Loo and behold!……..Mansi Choksi
In Satara, government officials catch public defecators with their pants down
Bulletin boards on the sleepy walls of village panchayat offices, rarely greeted with a glance, have started attracting a loyal audience in parts of Satara district over the last three years. That’s because boring pamphlets and notices have been plucked out to make way for a daily dose of toilet humour with unsavoury photographs of half-naked rich sugarcane farmers, businessmen and other villagers easing themselves in the open.
The panchayat bulletin boards, one of the many innovative and potent weapons employed in the struggle for freedom from open defection under the Total Sanitation Campaign (TSC), brought so much embarrassment to the exposed that they almost immediately sanctioned a home toilet. “Our work was to generate demand, create willpower to get home toilets built after shattering myths about toilets being an unnecessary luxury,” says Tukaram Garale, deputy CEO (Village Panchayat) who oversees the implementation of the center-run TSC in Satara under the banner of Sampoorna Swacchata Abhiyan. “We used all the methods we could imagine,” he says.
That’s evident from the fact that apart from the usual awareness workshops for self-help groups and community documentary film screenings to spread the word about the financial and health benefits of home toilets, TSC officials came up with a range of ideas to take the pants off stubborn nonconformists. One of them was the Good Morning campaign which had TSC moles planting themselves in areas where people usually went to relieve themselves at the crack of dawn. “From 5am, we would start detaining those found defecating in the open,” says Hrishkesh Shilwant, a TSC official from the Gram Panchayat department. The arrests were made under Sections 115 and 117 of the Bombay Police Act, 1951, that makes it illegal to ‘ease oneself in public’ and imposes a fine up to Rs 100. “We collected almost Rs 8 lakh over three years,” he says.
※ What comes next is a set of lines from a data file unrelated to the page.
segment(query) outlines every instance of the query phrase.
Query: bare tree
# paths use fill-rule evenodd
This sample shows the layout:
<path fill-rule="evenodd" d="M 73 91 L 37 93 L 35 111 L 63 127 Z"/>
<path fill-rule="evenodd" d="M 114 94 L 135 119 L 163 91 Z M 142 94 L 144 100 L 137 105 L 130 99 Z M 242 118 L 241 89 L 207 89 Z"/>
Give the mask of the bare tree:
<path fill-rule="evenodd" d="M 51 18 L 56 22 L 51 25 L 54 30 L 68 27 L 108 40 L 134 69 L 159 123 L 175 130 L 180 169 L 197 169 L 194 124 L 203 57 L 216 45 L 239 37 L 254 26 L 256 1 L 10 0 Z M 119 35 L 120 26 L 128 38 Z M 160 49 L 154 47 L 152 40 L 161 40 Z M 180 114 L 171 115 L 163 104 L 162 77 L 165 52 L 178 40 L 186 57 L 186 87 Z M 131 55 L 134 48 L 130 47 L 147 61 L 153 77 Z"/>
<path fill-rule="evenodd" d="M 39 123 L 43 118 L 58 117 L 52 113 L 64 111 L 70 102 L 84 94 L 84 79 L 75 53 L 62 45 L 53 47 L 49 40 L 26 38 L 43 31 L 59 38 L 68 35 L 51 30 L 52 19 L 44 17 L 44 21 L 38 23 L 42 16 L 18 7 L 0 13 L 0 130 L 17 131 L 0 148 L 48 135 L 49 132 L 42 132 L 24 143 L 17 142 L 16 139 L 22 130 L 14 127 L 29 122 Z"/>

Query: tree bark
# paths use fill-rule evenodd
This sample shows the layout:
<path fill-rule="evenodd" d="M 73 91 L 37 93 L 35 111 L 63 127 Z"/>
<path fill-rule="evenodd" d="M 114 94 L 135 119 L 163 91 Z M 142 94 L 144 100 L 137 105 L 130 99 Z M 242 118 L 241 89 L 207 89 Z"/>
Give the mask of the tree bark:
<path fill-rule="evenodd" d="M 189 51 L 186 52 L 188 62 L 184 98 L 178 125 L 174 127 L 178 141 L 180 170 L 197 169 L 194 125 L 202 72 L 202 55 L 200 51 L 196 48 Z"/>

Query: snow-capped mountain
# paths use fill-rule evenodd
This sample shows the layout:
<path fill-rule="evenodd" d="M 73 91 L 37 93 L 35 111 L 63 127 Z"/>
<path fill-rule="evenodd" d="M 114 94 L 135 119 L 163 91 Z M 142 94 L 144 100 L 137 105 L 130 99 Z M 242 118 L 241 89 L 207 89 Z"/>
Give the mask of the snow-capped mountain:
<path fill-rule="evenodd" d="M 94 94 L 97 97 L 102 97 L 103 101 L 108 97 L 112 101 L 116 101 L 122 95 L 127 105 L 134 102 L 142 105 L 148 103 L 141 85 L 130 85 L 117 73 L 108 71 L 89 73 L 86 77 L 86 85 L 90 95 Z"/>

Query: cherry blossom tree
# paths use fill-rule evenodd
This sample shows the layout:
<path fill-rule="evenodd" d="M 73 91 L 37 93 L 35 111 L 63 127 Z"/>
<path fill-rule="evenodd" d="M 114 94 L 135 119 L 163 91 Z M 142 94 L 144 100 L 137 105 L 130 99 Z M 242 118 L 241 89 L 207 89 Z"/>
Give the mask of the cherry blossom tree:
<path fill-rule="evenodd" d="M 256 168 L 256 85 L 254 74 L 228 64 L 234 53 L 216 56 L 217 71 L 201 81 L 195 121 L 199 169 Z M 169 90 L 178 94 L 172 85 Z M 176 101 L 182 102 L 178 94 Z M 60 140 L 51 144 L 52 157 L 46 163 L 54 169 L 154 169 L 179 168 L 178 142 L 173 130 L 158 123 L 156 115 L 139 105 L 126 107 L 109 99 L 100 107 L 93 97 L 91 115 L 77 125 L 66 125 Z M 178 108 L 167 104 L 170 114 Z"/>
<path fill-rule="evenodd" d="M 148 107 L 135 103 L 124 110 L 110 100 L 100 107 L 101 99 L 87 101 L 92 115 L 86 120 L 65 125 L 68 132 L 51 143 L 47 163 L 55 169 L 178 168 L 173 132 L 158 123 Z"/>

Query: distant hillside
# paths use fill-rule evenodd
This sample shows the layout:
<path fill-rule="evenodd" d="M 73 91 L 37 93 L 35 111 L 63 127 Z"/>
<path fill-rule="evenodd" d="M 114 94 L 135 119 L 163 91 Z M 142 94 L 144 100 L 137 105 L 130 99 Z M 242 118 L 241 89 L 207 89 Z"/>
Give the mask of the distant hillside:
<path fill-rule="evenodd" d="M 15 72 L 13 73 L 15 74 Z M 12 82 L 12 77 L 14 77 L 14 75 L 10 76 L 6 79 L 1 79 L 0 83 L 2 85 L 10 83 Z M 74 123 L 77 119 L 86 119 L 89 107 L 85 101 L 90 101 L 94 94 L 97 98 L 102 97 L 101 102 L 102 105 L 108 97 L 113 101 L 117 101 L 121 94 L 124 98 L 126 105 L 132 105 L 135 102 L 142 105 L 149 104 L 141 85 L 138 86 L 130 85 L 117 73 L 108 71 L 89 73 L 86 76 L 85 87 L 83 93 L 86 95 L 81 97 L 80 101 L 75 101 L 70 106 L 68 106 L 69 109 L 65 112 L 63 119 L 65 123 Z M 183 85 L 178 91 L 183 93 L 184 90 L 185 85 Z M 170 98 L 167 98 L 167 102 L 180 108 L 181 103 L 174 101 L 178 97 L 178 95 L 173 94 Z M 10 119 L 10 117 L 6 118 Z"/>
In some villages like Targaon, school bands were made to play in front of homes that didn’t have toilets and in others, schoolchildren resorted to Gandhigiri and presented flowers to people found offloading in the open. Schoolchildren, the footsoldiers of the Swachha Dhoot campaign and trusted change agents, were even assigned five homes each. “Their job was to make adults realise how important toilets are,” says Shilwant.
Some gram panchayats in Karad block even passed resolutions to withhold documents and certificates from families which did not construct loos. For those who still didn’t budge, the panchayats decided to plug the supply of ration from PDS shops. “The pressure worked well,” Shilwant says. “But then there were those who used to defecate in the open despite having a toilet. Our teams would use flashlights to expose them and start using whistles to shame them,” he says.
The gram panchayats even rewarded those who convinced others to build a toilet by paying them Rs 50 as incentive for each person converted. “It wasn’t about financial difficulties. People in the village had televisions and motorcycles but no toilets,” says Garale. “We trained masons and convinced people to construct soak-pit toilets that require an investment of only a few thousands and don’t need much water or space.”
Women, says Garale, played a major role in the campaign. While in some villages, girls decided to demand toilets on Raksha Bandhan, the women’s panchayats in Jaoli and Mahableshwar blocks resolved to collectively reject marriage proposals from homes that didn’t have toilets. But the most successful campaign, claims Shilwant, has been the rath yatra that had officials tour the entire district over 20 days on a chariot. “`You know how L K Advani had done, just like that,” chips in another TSC official Ganesh Chauhan.
Yusuf Kabir, wash officer from UNICEF India, says that Maharashtra is a pioneer state in implementing the TSC based on innovative Information Education and Communication models, and Satara is the one of the leading districts on that front. The efforts have culminated in 1,331 Satara villages becoming free from open defection and being awarded the Nirmal Gram Puraskar by the central ministry of rural development.